Editor’s note: This week, health writers Deepali Rastogi and Mahesh Tipirneni respond to a letter from a reader regarding their recent column on smoking, which listed medical conditions linked to smoking.
Physicians: It never ceases to amaze me the lengths the current medical establishment will go through to profess their medical opinions as fact.
In all the conditions listed, smoking may have the possibility as a differential. However, direct cause statements without proper diagnosis concerning the individual are not realistic or proper.
It seems that “modern medicine” has resorted to throwing “experience darts” based upon questionable studies instead of investigating the root cause of the disease. Smoking has been the “bad boy” and favorite tool use by medicine to instantly determine a diagnosis or cause. If you go to a physician with an ingrown toenail and you smoke, the cause of the problem is probably (that) you smoke.
The only thing I have not seen smoking blamed for is teenage pregnancy, but I am sure there is someone out there that could assemble a positive study if you paid them enough.
If the people that maintain all the complex diagnostic machinery utilized the same thought process of troubleshooting that “modern medicine professionals” utilize, the result would be failure or misapplication. Actual troubleshooting of processes, whether mechanized or biological, is an art form that requires multiple steps to a conclusion. Experience darts are detrimental to the process.
Also, remember that when a medical professional renders a diagnosis or statement, it is only a medical opinion, hence the term “second opinion.” Most physicians need a reminder about their diagnosis and their statements and the relationship to the real world.
I am not promoting smoking but questioning the methodology.
Dear G.K.: Thank you for reading our article. We truly appreciate your comments, concerns, and questions. If a health care provider solely attributes an ingrown toenail to smoking, then one needs to strongly consider finding another health care provider.
We understand your concerns or fears regarding modern medicine. I would like to first clarify that the article states, “Current data has linked smoking to quite a few organ and system dysfunctions.” Nowhere in the article do we state that smoking is directly and solely responsible for all the listed medical problems. We believe that smoking plays a varying role in many diseases.

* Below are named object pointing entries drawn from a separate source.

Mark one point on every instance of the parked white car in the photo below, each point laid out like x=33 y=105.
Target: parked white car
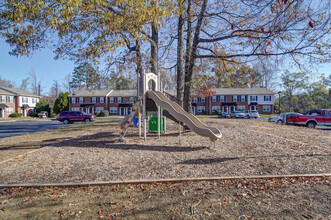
x=281 y=119
x=251 y=114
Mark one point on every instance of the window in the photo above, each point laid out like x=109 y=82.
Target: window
x=266 y=108
x=222 y=98
x=113 y=110
x=11 y=99
x=253 y=98
x=63 y=113
x=9 y=111
x=214 y=108
x=201 y=108
x=326 y=113
x=241 y=108
x=267 y=98
x=24 y=100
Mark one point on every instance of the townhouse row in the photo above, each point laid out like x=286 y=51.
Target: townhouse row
x=16 y=100
x=119 y=102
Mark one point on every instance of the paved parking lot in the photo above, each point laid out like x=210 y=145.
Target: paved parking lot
x=14 y=128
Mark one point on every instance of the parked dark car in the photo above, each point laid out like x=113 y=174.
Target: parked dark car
x=223 y=115
x=74 y=116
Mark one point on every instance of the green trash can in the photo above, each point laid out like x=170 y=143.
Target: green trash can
x=152 y=122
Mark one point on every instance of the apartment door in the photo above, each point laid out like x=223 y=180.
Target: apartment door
x=122 y=111
x=253 y=107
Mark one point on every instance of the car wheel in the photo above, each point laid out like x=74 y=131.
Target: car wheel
x=311 y=124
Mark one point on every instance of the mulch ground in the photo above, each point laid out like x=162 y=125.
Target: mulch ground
x=248 y=147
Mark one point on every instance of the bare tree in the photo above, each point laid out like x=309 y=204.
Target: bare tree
x=24 y=84
x=6 y=83
x=66 y=82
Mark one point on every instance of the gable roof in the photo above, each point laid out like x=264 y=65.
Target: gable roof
x=18 y=92
x=244 y=91
x=90 y=93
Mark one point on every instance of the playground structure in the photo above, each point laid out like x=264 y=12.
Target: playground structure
x=149 y=94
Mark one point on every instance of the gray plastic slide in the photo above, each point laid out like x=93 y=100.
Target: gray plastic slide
x=181 y=115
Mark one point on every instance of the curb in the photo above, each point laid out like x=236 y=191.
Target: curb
x=170 y=180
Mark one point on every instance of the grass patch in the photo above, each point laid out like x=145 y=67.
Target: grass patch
x=268 y=116
x=12 y=147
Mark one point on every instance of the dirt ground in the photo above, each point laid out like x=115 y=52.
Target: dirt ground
x=93 y=153
x=289 y=198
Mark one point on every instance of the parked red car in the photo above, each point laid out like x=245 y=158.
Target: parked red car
x=70 y=117
x=312 y=118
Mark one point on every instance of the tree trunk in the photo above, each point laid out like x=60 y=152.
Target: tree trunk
x=154 y=49
x=180 y=57
x=191 y=62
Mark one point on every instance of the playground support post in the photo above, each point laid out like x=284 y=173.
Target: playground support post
x=144 y=106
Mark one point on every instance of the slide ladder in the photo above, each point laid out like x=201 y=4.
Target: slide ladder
x=129 y=118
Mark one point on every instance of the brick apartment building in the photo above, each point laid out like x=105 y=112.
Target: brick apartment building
x=119 y=102
x=16 y=100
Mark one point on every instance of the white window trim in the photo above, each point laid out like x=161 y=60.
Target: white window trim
x=100 y=109
x=267 y=98
x=268 y=106
x=201 y=108
x=241 y=109
x=215 y=107
x=111 y=110
x=222 y=98
x=9 y=111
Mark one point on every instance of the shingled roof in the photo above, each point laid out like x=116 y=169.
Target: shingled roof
x=243 y=91
x=18 y=92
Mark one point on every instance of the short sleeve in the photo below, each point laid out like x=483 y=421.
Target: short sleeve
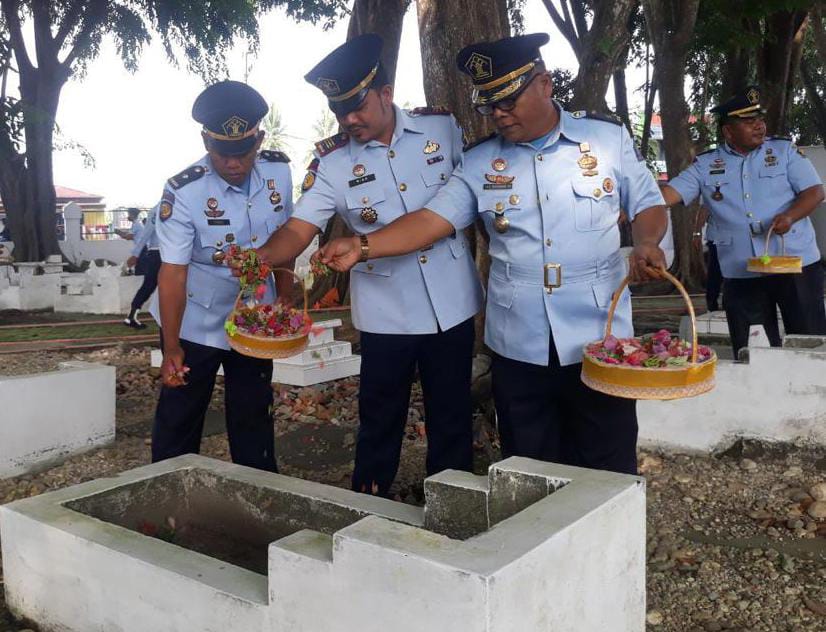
x=801 y=172
x=317 y=203
x=175 y=230
x=455 y=201
x=687 y=183
x=638 y=189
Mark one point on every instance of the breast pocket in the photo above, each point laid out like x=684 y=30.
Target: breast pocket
x=365 y=208
x=596 y=205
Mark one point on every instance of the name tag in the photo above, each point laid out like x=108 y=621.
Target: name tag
x=362 y=180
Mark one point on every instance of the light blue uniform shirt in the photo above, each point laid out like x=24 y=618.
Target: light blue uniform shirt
x=201 y=214
x=561 y=208
x=147 y=237
x=754 y=189
x=418 y=293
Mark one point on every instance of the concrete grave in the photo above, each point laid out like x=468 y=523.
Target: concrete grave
x=47 y=417
x=325 y=359
x=778 y=394
x=197 y=545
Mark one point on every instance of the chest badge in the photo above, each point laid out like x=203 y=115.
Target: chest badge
x=501 y=223
x=587 y=162
x=369 y=215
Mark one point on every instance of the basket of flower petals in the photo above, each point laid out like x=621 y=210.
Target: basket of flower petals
x=775 y=264
x=653 y=366
x=264 y=330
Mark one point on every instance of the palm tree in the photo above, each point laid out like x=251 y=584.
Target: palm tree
x=276 y=132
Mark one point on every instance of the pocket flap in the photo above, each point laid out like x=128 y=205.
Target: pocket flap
x=380 y=267
x=594 y=188
x=364 y=195
x=435 y=175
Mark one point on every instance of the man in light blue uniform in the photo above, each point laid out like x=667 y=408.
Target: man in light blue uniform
x=233 y=195
x=146 y=263
x=413 y=311
x=751 y=183
x=549 y=189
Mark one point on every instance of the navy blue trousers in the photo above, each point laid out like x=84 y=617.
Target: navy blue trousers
x=388 y=368
x=179 y=417
x=548 y=413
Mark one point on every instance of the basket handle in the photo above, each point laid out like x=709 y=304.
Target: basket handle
x=782 y=242
x=676 y=283
x=272 y=272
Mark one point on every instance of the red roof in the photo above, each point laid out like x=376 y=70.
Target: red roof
x=65 y=193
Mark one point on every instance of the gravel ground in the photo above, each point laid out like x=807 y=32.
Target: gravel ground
x=735 y=542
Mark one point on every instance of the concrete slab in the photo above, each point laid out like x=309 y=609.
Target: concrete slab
x=50 y=416
x=779 y=394
x=80 y=559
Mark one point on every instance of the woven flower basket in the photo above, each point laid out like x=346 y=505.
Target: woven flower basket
x=638 y=382
x=268 y=347
x=775 y=264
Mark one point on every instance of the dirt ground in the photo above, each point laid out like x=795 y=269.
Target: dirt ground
x=731 y=542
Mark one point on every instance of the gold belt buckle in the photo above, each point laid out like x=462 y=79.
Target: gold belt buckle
x=556 y=267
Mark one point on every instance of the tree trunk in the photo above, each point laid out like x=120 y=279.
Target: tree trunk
x=445 y=27
x=385 y=18
x=600 y=50
x=777 y=65
x=671 y=28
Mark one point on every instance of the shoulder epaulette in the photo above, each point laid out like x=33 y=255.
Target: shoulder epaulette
x=424 y=111
x=478 y=141
x=328 y=145
x=597 y=116
x=274 y=156
x=186 y=176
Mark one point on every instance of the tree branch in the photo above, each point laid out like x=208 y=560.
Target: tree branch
x=565 y=25
x=10 y=14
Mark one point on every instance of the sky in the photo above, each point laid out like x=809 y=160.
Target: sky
x=139 y=130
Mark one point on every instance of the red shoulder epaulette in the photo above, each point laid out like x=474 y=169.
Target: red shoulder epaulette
x=324 y=147
x=424 y=111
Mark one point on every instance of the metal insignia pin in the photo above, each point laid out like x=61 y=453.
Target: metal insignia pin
x=369 y=215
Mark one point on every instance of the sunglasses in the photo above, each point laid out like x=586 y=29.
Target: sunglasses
x=506 y=105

I would not completely discredit “experience darts,” or as we in the field call them, “observations.” Observation is what initiates or drives most research, whether medical or non-medical. Observations in medicine have been going on for several centuries. Hippocrates (460 to 370 B.C.), the “father of medicine,” based his theories on observations of the human body. He was the first person to describe numerous medical illnesses accurately, such as pneumonia and epilepsy.
We, as humans, make observations everyday. Sometimes they hold water, and sometimes they don’t. That’s when further research comes in. The research showing tobacco’s “link” to various diseases has been going on for decades, and not just in the U.S., but in many other countries as well. So smoking has been depicted as a “bad boy” internationally for years because it is a “bad boy.”
The human body is the most complex organism we know of, yet we don’t really understand it completely. All the most advanced medical research barely scrapes the surface in our understanding of the human body and the diseases that afflict it. It can take years or even decades and a lot financial resources to precisely identify the “root cause” in medicine.
With the years of strong data that already supports tobacco’s link to heart disease, lung disease and certain cancers, do we really need to spend that much more time and money in finding another strong link just to tell people that smoking is bad for you?
We feel that it is important to separate out which research or data is significant and relevant and which isn’t prior to initiating therapy for patients.
The information we referenced is from federal and state agencies, reputable medical societies and our years of “medical observations.”